Who is the girl in the photo will the fur? Looks like Tuesday Weld. She’s was a little older than me but I seem to remember that teenage face from the movies in the early sixties.

Sharon

Matthew Sweet’s “Girlfriend” is not an album solely based on feelings surrounding his divorce. He had met someone new and some songs are wrapped up in those feelings, as well. This makes the album, in my view, even more substantial. The cover photo is of Tuesday Weld. He had to secure rights from her to use her photo. Originally, the album was called “Nothing Lasts”, but at the last minute, worried that Ms. Weld, would not give rights, he changed the name to “Girlfriend” which he thought was more positive.

Anna

What a lovely arrangement! I hope you don’t ruin your mercury glass with water!
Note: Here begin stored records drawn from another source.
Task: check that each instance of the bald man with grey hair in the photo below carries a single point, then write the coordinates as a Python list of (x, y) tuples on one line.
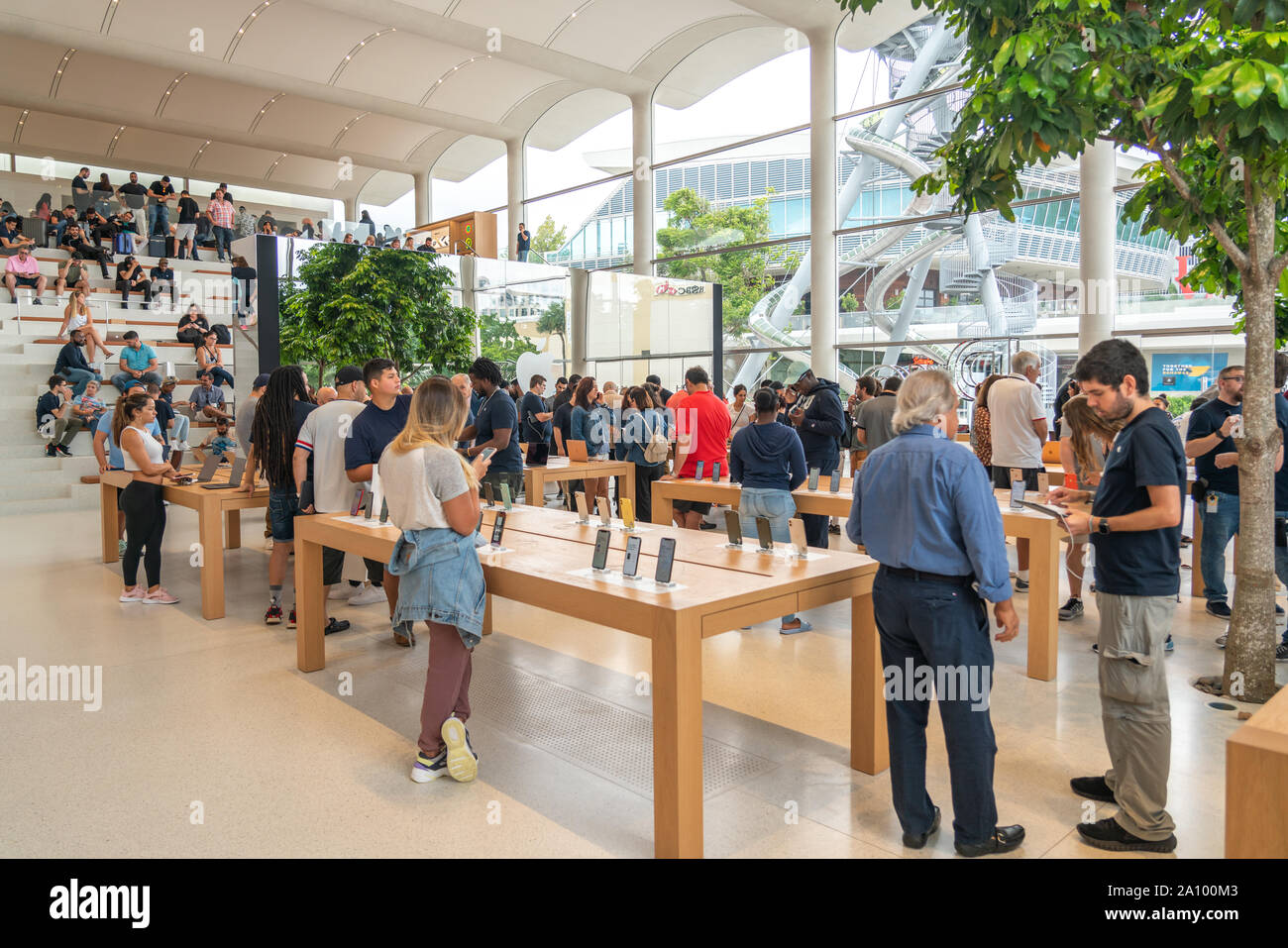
[(1019, 428)]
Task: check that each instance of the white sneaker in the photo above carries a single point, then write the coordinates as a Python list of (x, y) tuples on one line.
[(369, 595)]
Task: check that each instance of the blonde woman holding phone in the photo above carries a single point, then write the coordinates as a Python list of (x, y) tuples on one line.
[(77, 316), (433, 497)]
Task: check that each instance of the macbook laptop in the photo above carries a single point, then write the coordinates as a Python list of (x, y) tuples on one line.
[(235, 474), (539, 454)]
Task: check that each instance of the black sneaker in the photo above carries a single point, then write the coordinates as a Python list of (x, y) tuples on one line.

I put my Christmas arrangement in a fabulous mercury glass vase from West Elm, and it was ruined! All of the leafing came off from inside the vase. :(

Sarah

Hi All! Thanks for all the great feedback. @Anna: YES! Mercury Glass is very tricky that way. It is created by dipping the vase into liquid leafing that marbles to create that antique effect. Unfortunately, depending on the process, the leafing can rub away within a few uses. I try not to scrape the inside of the vase with stems as much as possible, to try and make the arrangement last longer. Also, never put flower “food” in a mercury glass, as the chemical that eats the fungus and keeps the water clean also eats the leafing. Other than that, you either have to accept that mercury glass is not a long-lasting flower container or use it for candles or another decorative item. If you are really ambitious, you can try to place a smaller, clear glass vase within the mercury glass. Good luck!